The two Nature papers [1. Obliquity-paced Pliocene West Antarctic ice sheet oscillations, Naish et al, Nature, 19 March 2009 doi:10.1038/nature07867, and Modelling West Antarctic ice sheet growth and collapse through the past five million years, Pollard and DeConto, doi:10.1038/nature07809] focus on the “warm Pliocene” between two and five million years ago when CO2 levels were around 400 ppm. This is considered a good analogue for where our climate is headed, and the consequence, according to Professor Tim Naish of VUW, joint science head of ANDRILL, is that if we reach 550 ppm CO2 and a resulting 3ÂºC increase in global temperature, then large parts of the WAIS could melt on timescales of the order of centuries, and be completely gone within a thousand years.

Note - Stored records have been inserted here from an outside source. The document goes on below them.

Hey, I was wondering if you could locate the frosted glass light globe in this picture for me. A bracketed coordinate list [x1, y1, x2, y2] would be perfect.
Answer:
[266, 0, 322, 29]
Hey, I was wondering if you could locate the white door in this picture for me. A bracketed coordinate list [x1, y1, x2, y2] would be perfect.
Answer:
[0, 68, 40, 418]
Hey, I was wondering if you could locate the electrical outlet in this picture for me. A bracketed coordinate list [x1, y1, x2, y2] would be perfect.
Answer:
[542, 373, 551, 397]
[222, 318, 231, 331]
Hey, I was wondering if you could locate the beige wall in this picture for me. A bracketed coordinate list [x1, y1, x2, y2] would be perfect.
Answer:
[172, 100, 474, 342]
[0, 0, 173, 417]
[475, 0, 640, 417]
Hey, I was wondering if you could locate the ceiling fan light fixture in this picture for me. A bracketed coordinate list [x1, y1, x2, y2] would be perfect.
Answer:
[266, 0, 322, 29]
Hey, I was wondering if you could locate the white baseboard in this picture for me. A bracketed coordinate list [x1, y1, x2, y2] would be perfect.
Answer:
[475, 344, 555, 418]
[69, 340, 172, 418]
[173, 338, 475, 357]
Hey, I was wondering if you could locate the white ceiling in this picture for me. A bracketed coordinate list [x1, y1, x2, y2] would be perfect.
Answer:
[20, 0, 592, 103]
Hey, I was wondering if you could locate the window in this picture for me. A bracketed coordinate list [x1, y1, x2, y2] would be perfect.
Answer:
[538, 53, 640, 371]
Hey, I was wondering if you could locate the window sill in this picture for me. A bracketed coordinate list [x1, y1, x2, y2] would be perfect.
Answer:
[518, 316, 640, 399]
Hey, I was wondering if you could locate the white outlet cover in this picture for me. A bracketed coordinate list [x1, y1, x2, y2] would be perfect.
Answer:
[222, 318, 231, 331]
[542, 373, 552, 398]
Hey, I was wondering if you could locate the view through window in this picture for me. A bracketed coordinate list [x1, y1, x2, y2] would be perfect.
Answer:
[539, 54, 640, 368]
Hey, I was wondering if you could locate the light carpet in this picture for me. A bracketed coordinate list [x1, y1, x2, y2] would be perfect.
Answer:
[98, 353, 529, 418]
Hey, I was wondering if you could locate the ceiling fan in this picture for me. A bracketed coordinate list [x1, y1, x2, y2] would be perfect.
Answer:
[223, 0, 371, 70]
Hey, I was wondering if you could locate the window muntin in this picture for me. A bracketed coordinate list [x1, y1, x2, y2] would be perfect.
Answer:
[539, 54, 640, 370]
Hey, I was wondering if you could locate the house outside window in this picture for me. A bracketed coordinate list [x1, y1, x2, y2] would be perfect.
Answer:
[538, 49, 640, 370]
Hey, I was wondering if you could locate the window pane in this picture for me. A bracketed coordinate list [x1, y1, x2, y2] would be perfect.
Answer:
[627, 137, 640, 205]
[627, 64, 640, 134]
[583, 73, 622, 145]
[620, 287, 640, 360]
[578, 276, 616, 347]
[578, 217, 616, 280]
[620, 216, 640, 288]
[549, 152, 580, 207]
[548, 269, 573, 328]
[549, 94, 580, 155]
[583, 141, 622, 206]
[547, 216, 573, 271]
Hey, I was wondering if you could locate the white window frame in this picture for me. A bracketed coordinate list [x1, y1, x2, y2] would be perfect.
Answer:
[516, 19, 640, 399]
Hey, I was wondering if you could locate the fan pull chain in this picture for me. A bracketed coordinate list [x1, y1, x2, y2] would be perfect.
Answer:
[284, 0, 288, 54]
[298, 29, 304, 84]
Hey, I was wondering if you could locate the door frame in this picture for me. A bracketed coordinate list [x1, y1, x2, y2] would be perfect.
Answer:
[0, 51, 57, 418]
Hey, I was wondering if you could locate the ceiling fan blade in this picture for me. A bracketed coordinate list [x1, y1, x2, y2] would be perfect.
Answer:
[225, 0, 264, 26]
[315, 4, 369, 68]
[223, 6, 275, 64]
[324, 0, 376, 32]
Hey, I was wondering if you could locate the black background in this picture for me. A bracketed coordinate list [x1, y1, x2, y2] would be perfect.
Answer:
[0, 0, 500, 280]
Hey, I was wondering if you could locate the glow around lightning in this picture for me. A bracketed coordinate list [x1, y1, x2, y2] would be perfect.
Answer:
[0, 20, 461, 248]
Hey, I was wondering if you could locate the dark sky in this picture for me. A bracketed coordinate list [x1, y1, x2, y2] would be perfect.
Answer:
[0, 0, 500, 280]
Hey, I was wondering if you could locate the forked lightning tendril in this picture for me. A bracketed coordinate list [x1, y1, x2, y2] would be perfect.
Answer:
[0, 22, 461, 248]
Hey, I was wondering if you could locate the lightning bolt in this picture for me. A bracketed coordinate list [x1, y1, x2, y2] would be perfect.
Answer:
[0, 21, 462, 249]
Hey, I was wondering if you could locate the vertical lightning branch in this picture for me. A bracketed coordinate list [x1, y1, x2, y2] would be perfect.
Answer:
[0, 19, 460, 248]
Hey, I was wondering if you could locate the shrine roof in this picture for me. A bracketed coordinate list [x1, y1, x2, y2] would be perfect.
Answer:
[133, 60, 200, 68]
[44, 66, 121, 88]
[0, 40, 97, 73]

The ANDRILL core documents 38 advances and retreats of the ice sheet, and suggests that during the warm Pliocene the key driver could have been the “obliquity” cycle in the earth’s orbit around the sun — a 40,000 year tilt in the Earth’s axis towards and away from the sun that affects the length of summers at the poles. New modelling of the ice sheet[2. Pollard & DeConto] confirms the link with the obliquity cycle, and suggests that the primary mechanism is melting of the base of the ice sheet by warm oceanic waters — a process that has already started.
In other WAIS news, a British team reports on the success of their robot submarine, Autosub, which made voyages of up to 110km under the Pine Island Glacier ice shelf, recording temperature and salinity, and providing valuable data about melting at the glacier grounding line.